Rick Perry says it is Obama's fault, even though the law that requires states to non-discriminate in their funding was on the books under George W. He considered making a run at this in 2006, but common wisdom held that George W would uphold the law, because it is after all a LAW and cut 'em off, so they waited until now. What better time to defund women's health than while a black man with a funny name is in office? Yes, they were still etching over the "Nigger Head" sign on the family ranch when it somehow occurred to Rick that he could attack every poor woman in the state and blame it on the black guy.

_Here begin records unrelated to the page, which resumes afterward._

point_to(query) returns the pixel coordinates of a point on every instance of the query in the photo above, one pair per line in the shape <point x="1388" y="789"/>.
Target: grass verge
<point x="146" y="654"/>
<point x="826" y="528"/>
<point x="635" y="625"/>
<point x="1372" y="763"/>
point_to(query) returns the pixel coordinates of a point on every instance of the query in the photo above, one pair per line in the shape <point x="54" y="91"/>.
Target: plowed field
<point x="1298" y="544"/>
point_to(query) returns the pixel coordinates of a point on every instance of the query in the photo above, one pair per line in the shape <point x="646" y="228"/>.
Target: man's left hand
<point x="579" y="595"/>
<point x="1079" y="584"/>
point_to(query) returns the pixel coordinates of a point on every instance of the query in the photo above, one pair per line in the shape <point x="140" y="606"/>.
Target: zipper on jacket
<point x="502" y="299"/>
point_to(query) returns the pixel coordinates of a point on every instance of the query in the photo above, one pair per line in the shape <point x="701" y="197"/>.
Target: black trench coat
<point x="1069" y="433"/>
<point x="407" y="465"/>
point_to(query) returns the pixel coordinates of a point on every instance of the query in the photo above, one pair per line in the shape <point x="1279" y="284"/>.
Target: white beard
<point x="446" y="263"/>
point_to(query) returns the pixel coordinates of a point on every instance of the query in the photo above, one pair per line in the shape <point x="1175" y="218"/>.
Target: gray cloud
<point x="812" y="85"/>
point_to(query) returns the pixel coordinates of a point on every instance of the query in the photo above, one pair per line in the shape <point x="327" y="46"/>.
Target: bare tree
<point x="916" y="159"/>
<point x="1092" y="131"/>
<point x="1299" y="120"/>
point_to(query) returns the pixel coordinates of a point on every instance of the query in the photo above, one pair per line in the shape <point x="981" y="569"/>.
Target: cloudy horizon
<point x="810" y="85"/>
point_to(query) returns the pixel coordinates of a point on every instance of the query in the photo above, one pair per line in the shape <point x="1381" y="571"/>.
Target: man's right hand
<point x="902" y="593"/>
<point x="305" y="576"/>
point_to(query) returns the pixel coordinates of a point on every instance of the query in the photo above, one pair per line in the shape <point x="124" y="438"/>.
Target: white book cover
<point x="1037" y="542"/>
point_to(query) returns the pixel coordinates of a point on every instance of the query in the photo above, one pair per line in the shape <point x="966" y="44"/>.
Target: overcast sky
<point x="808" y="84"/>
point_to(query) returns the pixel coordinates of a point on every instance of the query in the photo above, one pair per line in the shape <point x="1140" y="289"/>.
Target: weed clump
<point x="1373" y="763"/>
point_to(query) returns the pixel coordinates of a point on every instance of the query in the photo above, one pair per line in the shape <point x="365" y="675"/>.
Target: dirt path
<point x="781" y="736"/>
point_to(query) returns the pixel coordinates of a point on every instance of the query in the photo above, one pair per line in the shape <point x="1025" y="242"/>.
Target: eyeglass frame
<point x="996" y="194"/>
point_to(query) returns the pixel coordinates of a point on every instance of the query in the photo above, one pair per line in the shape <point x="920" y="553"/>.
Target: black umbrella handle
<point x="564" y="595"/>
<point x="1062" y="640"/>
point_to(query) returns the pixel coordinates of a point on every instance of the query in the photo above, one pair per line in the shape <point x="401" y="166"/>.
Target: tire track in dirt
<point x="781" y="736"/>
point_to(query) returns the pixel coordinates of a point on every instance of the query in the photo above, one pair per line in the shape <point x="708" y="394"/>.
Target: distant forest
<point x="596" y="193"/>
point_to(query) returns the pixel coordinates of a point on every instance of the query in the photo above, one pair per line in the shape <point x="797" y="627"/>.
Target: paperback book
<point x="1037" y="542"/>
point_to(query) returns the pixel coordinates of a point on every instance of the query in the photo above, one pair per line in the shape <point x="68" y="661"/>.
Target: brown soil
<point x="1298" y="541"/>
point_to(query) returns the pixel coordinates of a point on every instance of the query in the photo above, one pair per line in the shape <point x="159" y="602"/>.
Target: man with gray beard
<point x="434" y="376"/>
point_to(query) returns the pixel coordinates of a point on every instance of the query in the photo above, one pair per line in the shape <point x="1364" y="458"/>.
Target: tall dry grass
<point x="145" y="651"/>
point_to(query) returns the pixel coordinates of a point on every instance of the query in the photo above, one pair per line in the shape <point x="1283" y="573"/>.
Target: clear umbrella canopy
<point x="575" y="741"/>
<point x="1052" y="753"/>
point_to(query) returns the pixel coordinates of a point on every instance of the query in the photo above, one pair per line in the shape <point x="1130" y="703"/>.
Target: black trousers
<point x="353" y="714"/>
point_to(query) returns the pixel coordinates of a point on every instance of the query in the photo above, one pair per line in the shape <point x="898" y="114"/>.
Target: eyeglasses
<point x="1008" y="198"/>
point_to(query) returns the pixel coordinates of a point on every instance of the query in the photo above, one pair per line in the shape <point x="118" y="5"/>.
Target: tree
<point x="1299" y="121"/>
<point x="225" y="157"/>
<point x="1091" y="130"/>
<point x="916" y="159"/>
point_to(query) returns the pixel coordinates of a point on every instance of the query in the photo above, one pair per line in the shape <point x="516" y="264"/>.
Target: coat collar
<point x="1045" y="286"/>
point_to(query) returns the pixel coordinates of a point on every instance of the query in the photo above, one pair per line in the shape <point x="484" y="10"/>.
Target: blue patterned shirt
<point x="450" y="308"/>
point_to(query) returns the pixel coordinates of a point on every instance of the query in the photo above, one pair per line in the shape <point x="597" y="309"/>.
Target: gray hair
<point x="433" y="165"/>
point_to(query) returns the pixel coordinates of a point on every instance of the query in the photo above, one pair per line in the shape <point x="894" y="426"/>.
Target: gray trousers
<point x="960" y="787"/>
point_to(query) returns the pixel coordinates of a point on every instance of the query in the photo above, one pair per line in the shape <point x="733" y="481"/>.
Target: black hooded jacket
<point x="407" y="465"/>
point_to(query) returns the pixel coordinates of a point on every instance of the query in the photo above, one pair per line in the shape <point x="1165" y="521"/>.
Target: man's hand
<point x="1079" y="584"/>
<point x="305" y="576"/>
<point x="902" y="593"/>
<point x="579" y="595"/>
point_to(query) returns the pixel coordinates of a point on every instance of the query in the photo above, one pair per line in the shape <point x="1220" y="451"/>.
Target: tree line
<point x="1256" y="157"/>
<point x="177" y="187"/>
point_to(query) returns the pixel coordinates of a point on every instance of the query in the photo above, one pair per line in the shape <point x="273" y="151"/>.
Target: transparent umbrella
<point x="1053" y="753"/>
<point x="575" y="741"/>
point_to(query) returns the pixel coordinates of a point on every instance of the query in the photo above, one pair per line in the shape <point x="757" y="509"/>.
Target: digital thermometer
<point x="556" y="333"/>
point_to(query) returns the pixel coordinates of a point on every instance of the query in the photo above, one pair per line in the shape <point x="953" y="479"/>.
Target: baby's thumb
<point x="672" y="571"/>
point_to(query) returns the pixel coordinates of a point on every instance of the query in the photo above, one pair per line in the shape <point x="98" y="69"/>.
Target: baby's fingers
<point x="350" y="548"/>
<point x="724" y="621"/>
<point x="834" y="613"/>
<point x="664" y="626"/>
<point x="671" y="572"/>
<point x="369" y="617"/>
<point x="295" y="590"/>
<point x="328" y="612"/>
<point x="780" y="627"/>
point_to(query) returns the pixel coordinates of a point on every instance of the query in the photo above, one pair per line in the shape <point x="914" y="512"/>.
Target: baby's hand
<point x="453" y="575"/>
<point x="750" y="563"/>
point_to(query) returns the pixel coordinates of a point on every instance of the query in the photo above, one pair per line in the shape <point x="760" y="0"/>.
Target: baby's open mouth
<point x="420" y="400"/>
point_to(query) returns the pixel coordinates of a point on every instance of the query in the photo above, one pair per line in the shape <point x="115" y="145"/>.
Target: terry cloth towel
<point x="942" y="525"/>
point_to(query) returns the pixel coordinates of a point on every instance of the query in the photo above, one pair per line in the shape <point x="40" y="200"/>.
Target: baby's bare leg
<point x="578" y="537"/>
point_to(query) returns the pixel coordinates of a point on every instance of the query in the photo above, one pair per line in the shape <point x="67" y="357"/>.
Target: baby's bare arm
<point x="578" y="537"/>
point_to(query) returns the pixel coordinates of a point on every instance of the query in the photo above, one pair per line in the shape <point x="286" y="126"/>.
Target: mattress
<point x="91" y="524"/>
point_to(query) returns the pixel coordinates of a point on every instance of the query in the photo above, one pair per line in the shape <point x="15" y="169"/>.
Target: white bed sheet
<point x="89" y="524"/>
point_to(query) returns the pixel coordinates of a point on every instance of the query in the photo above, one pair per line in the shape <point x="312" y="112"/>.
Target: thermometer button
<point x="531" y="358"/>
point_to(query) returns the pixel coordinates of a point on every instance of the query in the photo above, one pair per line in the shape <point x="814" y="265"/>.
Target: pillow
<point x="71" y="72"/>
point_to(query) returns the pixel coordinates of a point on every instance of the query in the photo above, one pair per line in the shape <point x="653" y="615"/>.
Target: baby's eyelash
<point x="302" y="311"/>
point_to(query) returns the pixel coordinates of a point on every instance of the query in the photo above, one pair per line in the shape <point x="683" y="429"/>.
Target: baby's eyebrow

Fantastic really. If there were not lives at stake, I would have to concede that this is clever politics.

Alas those pesky lives. Help is on the way for a lot of Americans who are uninsured or under-insured through the Affordable Care Act, but we have a long way to go before not only poor, but middle class women will have the wherewithal for regular screenings and access to birth control. I have two health insurance policies which cost upwards of 600.00 per quarter and this is what they covered last year... nothing. Annual check up? $500.00... covered by insurance? Nope. Eye exam and glasses $650.00... amount covered? Zip. Foot ex-rays 300.00... come on foot ex-rays?... any part of it covered? Zero. Dental checkup? 200.00 plus 300 for more pesky ex-rays... covered? Nada, not a penny. Apparently healthy teeth, eyes, feet and preventative care are not meant for the likes of me. So it is not just the poor that often need to avail themselves of the services of Planned Parenthood and other health clinics. Plenty of women are going to have to debate whether or not they can afford a visit to the gynecologist. Reproductive health care is not cheap and many will put it on the back burner out of necessity.

Now most of you know the facts, that abortion makes up roughly 3 percent of services provided and that federal and state funds can NOT be used to cover the cost of it. So what gives? Why this stupid stupid obsession on the right to shut down women's health care? The "aspirin between the knees" crowd is out to punish those uppity gals over at Planned Parenthood. Snotty educated types like me who think that women have a right to determine when and why and how to create families. Of course it is just regular old Texas women who will bear the brunt of this wild eyed condemnation. Tumors will go un-measured, cancer will go undetected and women will die because these men are obsessed with abortion and any kind of sex related care.

This cannot stand. So I will be out in front of the capitol this Tuesday March 20 at noon with my boots on and a toothbrush in my pocket. If you are in the Austin area come join us. We will be easy to spot. We will be wearing red and by God we will be seeing it too.